Friday, October 11

Target Canada Forces Franchise Pharmacies To Shut Down, Sell Patient Records To Competitors

In a disconcerting update on Target’s store-closing catastrophe in Canada, another problem has just emerged: many of the Target locations had brought franchised pharmacists into the stores, and now that every store is being closed, Target is forcing those pharmacists to sell their own businesses at absurdly low prices to rival chain store Walmart.

And what’s even worse — thousands of patient health records, once belonging to these Target pharmacies, now seem to be hanging in limbo, waiting to be sold to the highest bidder.
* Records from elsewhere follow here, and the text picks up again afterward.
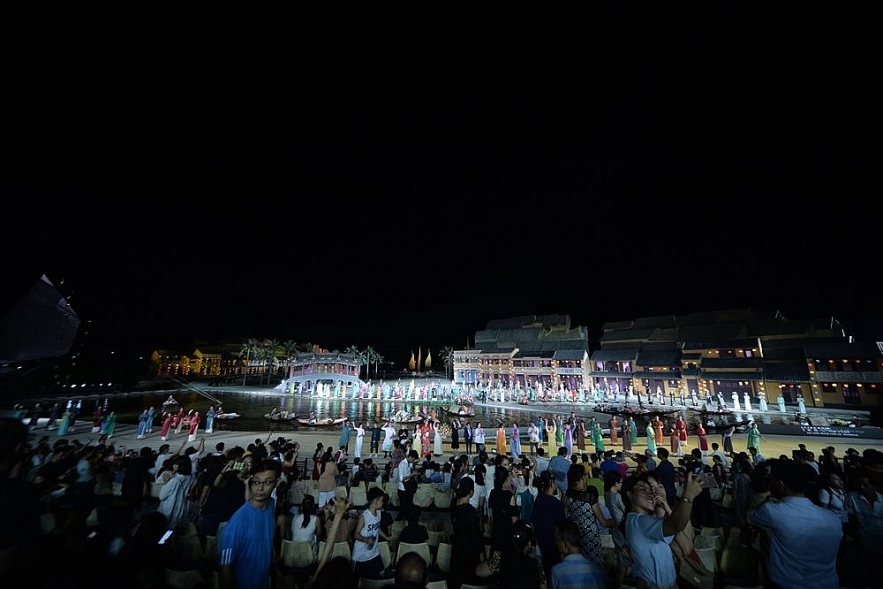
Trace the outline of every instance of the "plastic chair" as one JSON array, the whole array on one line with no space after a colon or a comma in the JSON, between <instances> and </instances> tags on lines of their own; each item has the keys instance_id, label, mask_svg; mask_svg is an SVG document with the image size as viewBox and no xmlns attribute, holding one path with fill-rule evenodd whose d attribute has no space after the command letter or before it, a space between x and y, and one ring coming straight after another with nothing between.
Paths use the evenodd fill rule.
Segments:
<instances>
[{"instance_id":1,"label":"plastic chair","mask_svg":"<svg viewBox=\"0 0 883 589\"><path fill-rule=\"evenodd\" d=\"M291 569L307 569L316 564L311 542L295 542L282 539L279 560L283 567Z\"/></svg>"},{"instance_id":2,"label":"plastic chair","mask_svg":"<svg viewBox=\"0 0 883 589\"><path fill-rule=\"evenodd\" d=\"M325 551L325 540L319 542L319 554L322 554ZM334 548L331 550L331 556L328 557L328 560L335 558L337 556L342 556L348 561L353 561L353 549L350 547L349 542L335 542Z\"/></svg>"},{"instance_id":3,"label":"plastic chair","mask_svg":"<svg viewBox=\"0 0 883 589\"><path fill-rule=\"evenodd\" d=\"M205 537L205 548L202 553L203 558L205 558L212 568L218 565L218 537L217 536L206 536Z\"/></svg>"},{"instance_id":4,"label":"plastic chair","mask_svg":"<svg viewBox=\"0 0 883 589\"><path fill-rule=\"evenodd\" d=\"M353 507L356 508L365 508L368 506L368 492L365 491L365 487L362 485L358 485L356 487L350 487L350 501L353 504Z\"/></svg>"},{"instance_id":5,"label":"plastic chair","mask_svg":"<svg viewBox=\"0 0 883 589\"><path fill-rule=\"evenodd\" d=\"M698 540L698 538L697 538ZM717 572L717 550L713 546L708 548L699 548L696 547L696 554L699 556L699 560L702 561L702 565L708 569L710 573Z\"/></svg>"},{"instance_id":6,"label":"plastic chair","mask_svg":"<svg viewBox=\"0 0 883 589\"><path fill-rule=\"evenodd\" d=\"M432 502L439 509L448 509L451 506L452 495L450 491L437 491L432 497Z\"/></svg>"},{"instance_id":7,"label":"plastic chair","mask_svg":"<svg viewBox=\"0 0 883 589\"><path fill-rule=\"evenodd\" d=\"M434 496L435 489L432 487L432 485L420 485L419 487L417 487L417 492L414 493L414 505L426 509L427 507L432 505Z\"/></svg>"},{"instance_id":8,"label":"plastic chair","mask_svg":"<svg viewBox=\"0 0 883 589\"><path fill-rule=\"evenodd\" d=\"M409 552L416 552L420 556L423 557L423 560L426 561L426 566L432 566L432 549L429 547L429 542L421 542L420 544L411 544L409 542L399 542L399 547L396 550L396 560L402 557L402 555L407 554Z\"/></svg>"},{"instance_id":9,"label":"plastic chair","mask_svg":"<svg viewBox=\"0 0 883 589\"><path fill-rule=\"evenodd\" d=\"M194 589L202 585L203 581L202 573L198 570L166 569L166 584L172 589Z\"/></svg>"},{"instance_id":10,"label":"plastic chair","mask_svg":"<svg viewBox=\"0 0 883 589\"><path fill-rule=\"evenodd\" d=\"M426 589L448 589L448 582L444 579L430 581L426 584Z\"/></svg>"},{"instance_id":11,"label":"plastic chair","mask_svg":"<svg viewBox=\"0 0 883 589\"><path fill-rule=\"evenodd\" d=\"M438 550L435 553L435 566L438 567L442 573L448 574L451 572L451 550L453 549L453 545L448 544L447 542L439 542Z\"/></svg>"},{"instance_id":12,"label":"plastic chair","mask_svg":"<svg viewBox=\"0 0 883 589\"><path fill-rule=\"evenodd\" d=\"M388 579L369 579L361 577L359 579L359 589L379 589L380 587L395 587L396 580L392 577Z\"/></svg>"},{"instance_id":13,"label":"plastic chair","mask_svg":"<svg viewBox=\"0 0 883 589\"><path fill-rule=\"evenodd\" d=\"M392 546L385 540L378 540L377 549L380 551L380 560L383 561L383 570L392 566Z\"/></svg>"},{"instance_id":14,"label":"plastic chair","mask_svg":"<svg viewBox=\"0 0 883 589\"><path fill-rule=\"evenodd\" d=\"M720 570L725 575L744 575L756 567L757 563L751 555L751 549L747 546L726 546L721 554Z\"/></svg>"}]
</instances>

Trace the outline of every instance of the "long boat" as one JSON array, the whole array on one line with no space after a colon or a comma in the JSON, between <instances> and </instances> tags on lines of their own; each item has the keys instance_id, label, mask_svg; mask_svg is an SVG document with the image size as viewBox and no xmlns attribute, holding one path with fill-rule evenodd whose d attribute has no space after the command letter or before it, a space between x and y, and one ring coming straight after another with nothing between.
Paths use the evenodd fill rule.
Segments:
<instances>
[{"instance_id":1,"label":"long boat","mask_svg":"<svg viewBox=\"0 0 883 589\"><path fill-rule=\"evenodd\" d=\"M337 419L331 419L330 417L326 417L325 419L304 419L303 417L299 417L297 419L298 423L307 427L332 427L335 425L340 425L344 421L346 421L346 417L338 417Z\"/></svg>"},{"instance_id":2,"label":"long boat","mask_svg":"<svg viewBox=\"0 0 883 589\"><path fill-rule=\"evenodd\" d=\"M288 411L280 411L276 413L264 413L264 419L267 421L277 421L280 423L298 423L298 417L294 413Z\"/></svg>"},{"instance_id":3,"label":"long boat","mask_svg":"<svg viewBox=\"0 0 883 589\"><path fill-rule=\"evenodd\" d=\"M472 417L475 415L475 409L469 405L448 405L442 409L448 415L457 417Z\"/></svg>"}]
</instances>

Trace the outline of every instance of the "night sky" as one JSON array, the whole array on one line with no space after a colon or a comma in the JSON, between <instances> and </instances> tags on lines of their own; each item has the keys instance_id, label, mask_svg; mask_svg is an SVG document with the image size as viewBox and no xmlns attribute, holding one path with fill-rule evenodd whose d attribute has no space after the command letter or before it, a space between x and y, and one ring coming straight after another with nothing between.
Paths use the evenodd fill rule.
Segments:
<instances>
[{"instance_id":1,"label":"night sky","mask_svg":"<svg viewBox=\"0 0 883 589\"><path fill-rule=\"evenodd\" d=\"M47 274L126 353L254 337L405 366L492 319L596 339L732 308L883 337L866 94L707 24L649 52L598 22L544 51L360 52L295 86L233 64L235 97L212 69L129 102L122 74L116 100L20 123L9 284Z\"/></svg>"}]
</instances>

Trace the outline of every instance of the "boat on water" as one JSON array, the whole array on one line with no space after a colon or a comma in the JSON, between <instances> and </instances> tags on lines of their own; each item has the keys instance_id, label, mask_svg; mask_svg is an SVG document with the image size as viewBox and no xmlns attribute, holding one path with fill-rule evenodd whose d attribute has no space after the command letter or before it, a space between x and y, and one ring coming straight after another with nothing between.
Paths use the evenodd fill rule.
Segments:
<instances>
[{"instance_id":1,"label":"boat on water","mask_svg":"<svg viewBox=\"0 0 883 589\"><path fill-rule=\"evenodd\" d=\"M288 411L270 411L264 413L264 419L278 423L298 423L297 414Z\"/></svg>"},{"instance_id":2,"label":"boat on water","mask_svg":"<svg viewBox=\"0 0 883 589\"><path fill-rule=\"evenodd\" d=\"M177 407L178 405L180 405L180 403L178 403L178 401L175 400L175 397L171 395L169 395L168 399L162 402L162 406L164 409L168 407Z\"/></svg>"},{"instance_id":3,"label":"boat on water","mask_svg":"<svg viewBox=\"0 0 883 589\"><path fill-rule=\"evenodd\" d=\"M448 415L456 415L457 417L471 417L475 415L475 408L469 405L448 405L443 408Z\"/></svg>"},{"instance_id":4,"label":"boat on water","mask_svg":"<svg viewBox=\"0 0 883 589\"><path fill-rule=\"evenodd\" d=\"M346 417L338 417L337 419L332 419L330 417L326 417L325 419L305 419L303 417L299 417L297 422L300 425L304 425L307 427L332 427L335 425L340 425L346 421Z\"/></svg>"},{"instance_id":5,"label":"boat on water","mask_svg":"<svg viewBox=\"0 0 883 589\"><path fill-rule=\"evenodd\" d=\"M215 419L220 419L221 421L224 421L225 419L239 419L240 417L242 417L242 415L239 413L218 413L215 415Z\"/></svg>"}]
</instances>

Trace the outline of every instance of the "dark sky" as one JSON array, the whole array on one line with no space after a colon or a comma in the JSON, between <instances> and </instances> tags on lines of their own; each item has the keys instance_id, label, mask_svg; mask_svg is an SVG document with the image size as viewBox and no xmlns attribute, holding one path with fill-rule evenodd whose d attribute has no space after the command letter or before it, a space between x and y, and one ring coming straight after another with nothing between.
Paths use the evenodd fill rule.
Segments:
<instances>
[{"instance_id":1,"label":"dark sky","mask_svg":"<svg viewBox=\"0 0 883 589\"><path fill-rule=\"evenodd\" d=\"M593 337L748 307L883 325L860 63L714 24L656 51L593 22L542 50L391 47L287 80L234 63L226 85L182 66L172 96L123 73L17 123L7 267L64 280L94 341L143 351L266 337L404 365L550 313Z\"/></svg>"}]
</instances>

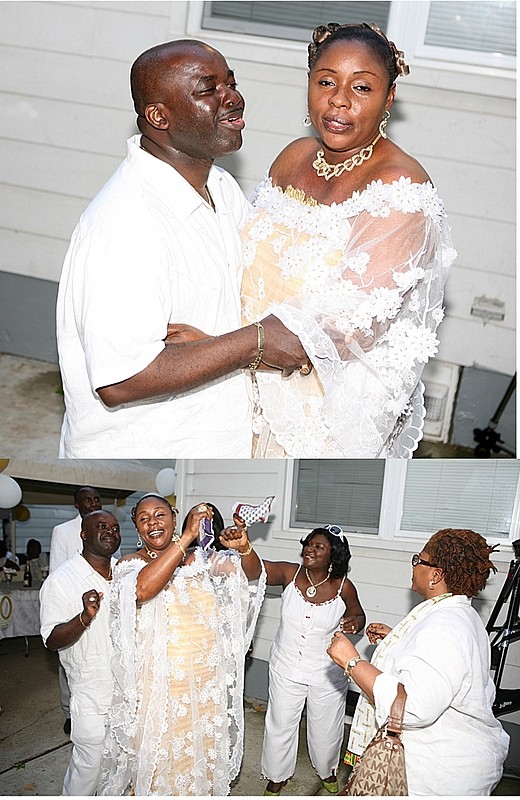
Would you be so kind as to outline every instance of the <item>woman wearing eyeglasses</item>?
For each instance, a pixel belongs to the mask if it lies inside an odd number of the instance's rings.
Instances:
[[[361,756],[402,683],[410,795],[489,795],[502,776],[509,736],[492,712],[489,639],[471,606],[494,550],[480,534],[448,528],[412,557],[419,603],[395,628],[371,623],[369,663],[342,634],[328,653],[362,691],[345,760]],[[349,759],[350,756],[350,759]],[[352,757],[353,756],[353,757]]]
[[[268,585],[283,586],[281,621],[269,657],[264,795],[279,795],[294,773],[305,702],[312,765],[325,789],[338,791],[348,683],[327,656],[327,646],[340,621],[353,634],[365,624],[356,588],[347,578],[350,549],[341,528],[315,528],[301,543],[301,565],[264,561]]]

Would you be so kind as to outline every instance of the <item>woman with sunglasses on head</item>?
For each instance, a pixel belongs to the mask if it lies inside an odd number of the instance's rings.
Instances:
[[[393,629],[368,625],[377,644],[371,662],[341,633],[329,647],[362,692],[347,763],[363,755],[403,684],[410,795],[489,795],[502,776],[509,736],[493,716],[489,638],[471,606],[496,572],[493,550],[474,531],[438,531],[412,557],[412,589],[423,602]]]
[[[242,323],[279,317],[309,364],[253,365],[254,456],[409,458],[455,252],[428,174],[387,138],[403,53],[365,23],[319,26],[308,50],[315,136],[256,190],[241,294]]]
[[[338,791],[336,770],[344,736],[347,680],[327,656],[340,622],[362,630],[365,613],[347,578],[350,549],[337,525],[315,528],[301,540],[303,563],[264,561],[267,583],[283,586],[281,621],[269,656],[265,718],[264,795],[279,795],[294,774],[300,720],[307,703],[307,746],[327,791]]]
[[[265,591],[236,519],[224,550],[191,547],[213,512],[156,494],[132,509],[138,550],[114,569],[115,688],[98,794],[225,796],[242,762],[244,660]]]

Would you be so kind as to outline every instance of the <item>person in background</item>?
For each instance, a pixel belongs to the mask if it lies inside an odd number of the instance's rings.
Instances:
[[[82,550],[81,524],[83,517],[91,511],[101,508],[101,496],[92,486],[79,486],[74,492],[74,508],[78,509],[77,516],[67,522],[60,522],[52,529],[51,550],[49,558],[49,572],[54,572],[56,567],[72,558],[74,553]]]
[[[267,796],[279,795],[294,774],[305,703],[312,765],[323,787],[338,792],[348,683],[326,650],[340,624],[351,633],[365,624],[356,588],[347,578],[350,548],[341,528],[315,528],[301,544],[302,565],[264,561],[268,585],[283,586],[281,622],[269,656],[261,766]]]
[[[41,635],[57,650],[70,687],[72,754],[62,794],[95,795],[112,699],[109,591],[119,523],[108,511],[82,519],[83,550],[55,569],[40,589]]]
[[[402,741],[410,795],[489,795],[502,776],[509,736],[493,716],[486,629],[471,605],[496,568],[496,547],[472,530],[446,528],[412,557],[423,602],[395,628],[373,622],[371,662],[336,633],[328,653],[361,689],[346,760],[354,763],[407,693]]]
[[[49,572],[47,554],[42,553],[41,542],[29,539],[26,547],[25,563],[29,565],[33,581],[42,581]]]
[[[92,486],[78,486],[74,492],[74,507],[78,509],[77,516],[67,522],[60,522],[52,529],[51,549],[49,555],[49,573],[52,574],[57,567],[68,561],[75,553],[82,550],[81,527],[83,518],[91,511],[99,511],[101,497],[97,489]],[[70,691],[67,684],[65,670],[58,664],[58,679],[60,683],[60,704],[65,714],[63,733],[70,735]]]
[[[245,656],[265,573],[245,526],[226,549],[190,545],[207,503],[176,532],[177,510],[145,495],[132,510],[138,550],[114,570],[114,696],[98,794],[229,793],[242,762]]]

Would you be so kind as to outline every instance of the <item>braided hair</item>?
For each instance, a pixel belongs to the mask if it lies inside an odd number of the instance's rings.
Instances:
[[[316,536],[318,533],[326,536],[329,540],[330,563],[332,566],[330,577],[343,578],[349,571],[349,563],[351,558],[350,547],[346,539],[343,541],[338,536],[335,536],[333,533],[327,530],[327,528],[314,528],[314,530],[308,533],[307,536],[305,536],[303,539],[300,539],[300,544],[302,545],[301,555],[303,556],[303,548],[306,547],[306,545],[308,545],[311,541],[312,537]]]
[[[328,25],[318,25],[312,33],[312,42],[307,51],[309,54],[309,71],[312,70],[318,59],[327,47],[337,41],[364,42],[371,48],[374,55],[388,72],[389,87],[400,75],[408,75],[410,67],[405,63],[404,53],[390,42],[381,28],[373,22],[356,23],[353,25],[340,25],[339,22],[329,22]]]
[[[490,547],[480,533],[457,528],[444,528],[424,545],[428,558],[444,573],[444,580],[453,594],[476,597],[486,585],[491,570],[497,571]]]

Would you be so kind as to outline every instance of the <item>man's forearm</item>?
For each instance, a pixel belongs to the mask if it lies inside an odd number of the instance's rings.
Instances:
[[[255,326],[195,342],[170,344],[137,375],[100,387],[97,392],[109,408],[179,394],[246,367],[257,353]]]
[[[73,644],[82,637],[89,624],[87,615],[81,612],[83,623],[80,621],[80,615],[76,614],[68,622],[61,622],[53,628],[52,633],[47,638],[45,646],[48,650],[61,650],[64,647],[71,647]]]
[[[296,369],[307,360],[300,340],[273,316],[262,320],[265,331],[263,360],[279,369]],[[97,387],[109,408],[122,403],[165,397],[222,378],[255,361],[259,331],[248,325],[222,336],[168,344],[144,370],[120,383]]]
When U.S.-based Target decided to close all of its 133 Canadian stores at the beginning of 2015, it’s safe to say that no one was surprised. The company, which has chain stores all across the U.S. and is very successful in the American market, had been struggling to find its footing with Canadian consumers, and eventually filed for bankruptcy on January 15.

The franchised Target pharmacies, according to the International Business Times, were never included in the bankruptcy agreement, and therefore aren’t protected from debt collectors like Target is.

Target has stated that it wants to close every store by May 15 — at the very latest — but it’s forcing the franchised pharmacists to close their doors even earlier. Many of these pharmacies are still thousands of dollars in debt after opening new stores for Target, and without incomes or legal protection from the court, these stores have no way to repay their debts.

So, the only choice left appears to be selling their patients’ records to other pharmacies — and to do so far below the normal market price. The Huffington Post states that these pharmacies will likely sell databases to competitors for about $1-2 per file, whereas the going rate is around $17 per file.

Although the practice of selling patient records is actually fairly common in the pharmacy industry, analysts predict that Canadians will feel very uncomfortable hearing this — primarily because they don’t understand that records are “sold” for the purpose of saving patient information, even when a pharmacy closes.

Although this situation doesn’t endanger the security of patient health records, it certainly puts a lot of stress on patients, who now have to find new pharmacists, and on the pharmacists themselves, who have to build up new businesses while paying off debts for a company that has abandoned them.